Mahkemesi :İş Mahkemesi
Dava, trafik kazasında yaralanan sigortalıya yapılan sosyal sigorta yardımlarının tahsili için başlatılan itirazın kısmen iptali ile davalı tarafından temerrüde düşüldükten sonra ödenen kısmın yasal faizi olan 31,00TL ile ödenmeyen 4.036,54 TL"nin faiziyle tahsili istemine ilişkindir.
Mahkemece davanın kısmen kabulü ile; ilgili takibe yapılan kısmi itirazın, 4.036,54 TL bakiye asıl alacak ve 30,96 TL işlemiş faizi toplamı üzerinden iptaline karar verilmiş, 09.6.2010 günlü karar davacı Kurum tarafından temyiz edilmiştir.
21.07.2004 gün ve 25529 sayılı Resmi Gazete’de yayımlanarak, öngördüğü istisnalar dışındaki hükümleri yayım tarihinde yürürlüğe giren, 14.07.2004 tarih ve 5219 sayılı “Çeşitli Kanunlarda Değişiklik Yapılmasına Dair Kanun” ve ayrıca 5236 sayılı Kanun; katsayı artışı da uygulanmak suretiyle bu kanunların yürürlük tarihinden sonra yerel mahkemelerce verilen hükümler yönünden 2010 yılı için (6100 sayılı Hukuk Muhakemeleri Kanununun Geçici 3. maddesinde yer alan, 1086 sayılı Yasanın temyize ilişkin hükümlerinin uygulanmasının gerektiğine ilişkin düzenleme uyarınca) 1086 sayılı Hukuk Usulü Muhakemeleri Kanunu’nun 427. maddesindeki temyiz (kesinlik) sınırını 1.430 TL olarak değiştirmiştir.
Alacağın bir kısmının dava edilmiş olması halinde temyiz (kesinlik) sınırının tespitinde alacağın tamamı gözetilmesi; tamamı dava edilen bir alacağın kısmen kabulünde ise temyiz (kesinlik) sınırının belirlenmesinde kabul ve reddedilen miktarların esas alınması (6100 sayılı Hukuk Muhakemeleri Kanununun Geçici 3. maddesinde yer alan, 1086 sayılı Yasanın temyize ilişkin hükümlerinin uygulanmasının gerektiğine ilişkin düzenleme uyarınca) HUMK"nun 427. maddesi hükmü gereğidir.

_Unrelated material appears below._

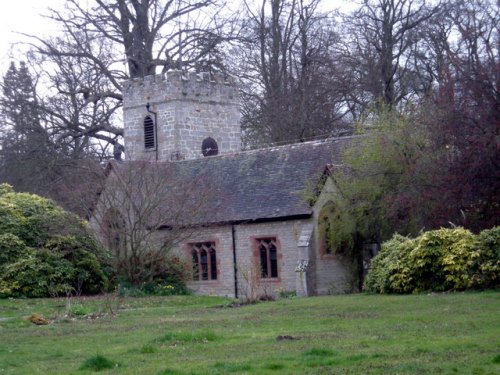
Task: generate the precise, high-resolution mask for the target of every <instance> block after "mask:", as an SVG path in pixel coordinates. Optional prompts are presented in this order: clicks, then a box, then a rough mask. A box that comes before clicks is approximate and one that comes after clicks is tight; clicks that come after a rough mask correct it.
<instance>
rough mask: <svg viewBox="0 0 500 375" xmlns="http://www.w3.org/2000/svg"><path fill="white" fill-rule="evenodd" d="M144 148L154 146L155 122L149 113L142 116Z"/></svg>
mask: <svg viewBox="0 0 500 375" xmlns="http://www.w3.org/2000/svg"><path fill="white" fill-rule="evenodd" d="M144 148H145V149H147V150H148V149H149V150H151V149H155V148H156V132H155V123H154V121H153V118H152V117H151V116H149V115H147V116H146V117H144Z"/></svg>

Somut olayda yerel mahkemece reddedilen alacak miktarı 0,04 TL olup, yukarıda değinilen temyiz (kesinlik) sınırının altında bulunduğundan, anılan karara karşı temyiz yoluna baş vurulması reddedilen miktar itibariyle mümkün değildir.

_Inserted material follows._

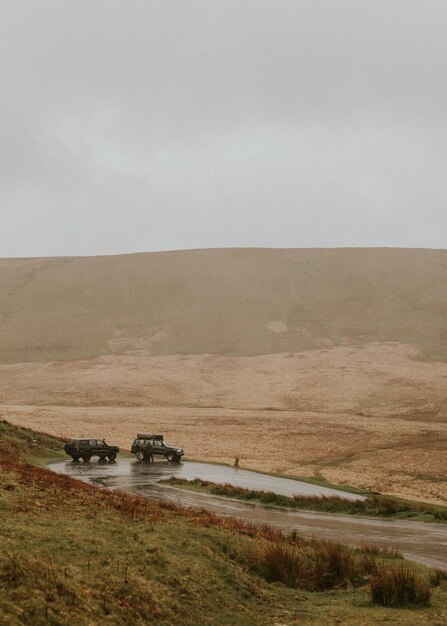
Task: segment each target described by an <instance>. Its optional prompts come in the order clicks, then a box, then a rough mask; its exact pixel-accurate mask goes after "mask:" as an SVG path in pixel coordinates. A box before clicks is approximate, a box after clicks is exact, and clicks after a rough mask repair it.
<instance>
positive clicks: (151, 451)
mask: <svg viewBox="0 0 447 626" xmlns="http://www.w3.org/2000/svg"><path fill="white" fill-rule="evenodd" d="M130 451H131V452H132V454H135V456H136V458H137V463H142V462H148V461H153V460H154V457H155V456H164V457H165V458H166V459H167V460H168V461H169V462H170V463H172V462H173V461H180V459H181V458H182V456H183V455H184V452H183V449H182V448H177V447H176V446H170V445H168V444H167V443H166V442H165V441H164V439H163V435H143V434H141V433H138V435H137V438H136V439H135V441H134V442H133V444H132V447H131V449H130Z"/></svg>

Hal böyle olunca, davacı Kurum vekilinin temyiz dilekçesinin miktar itibariyle kesinliği nedeniyle reddi gerekir.
S O N U Ç : Yukarıda açıklanan nedenle davacı Kurum vekilinin temyiz dilekçesinin REDDİNE, 07.02.2012 gününde oybirliği ile karar verildi .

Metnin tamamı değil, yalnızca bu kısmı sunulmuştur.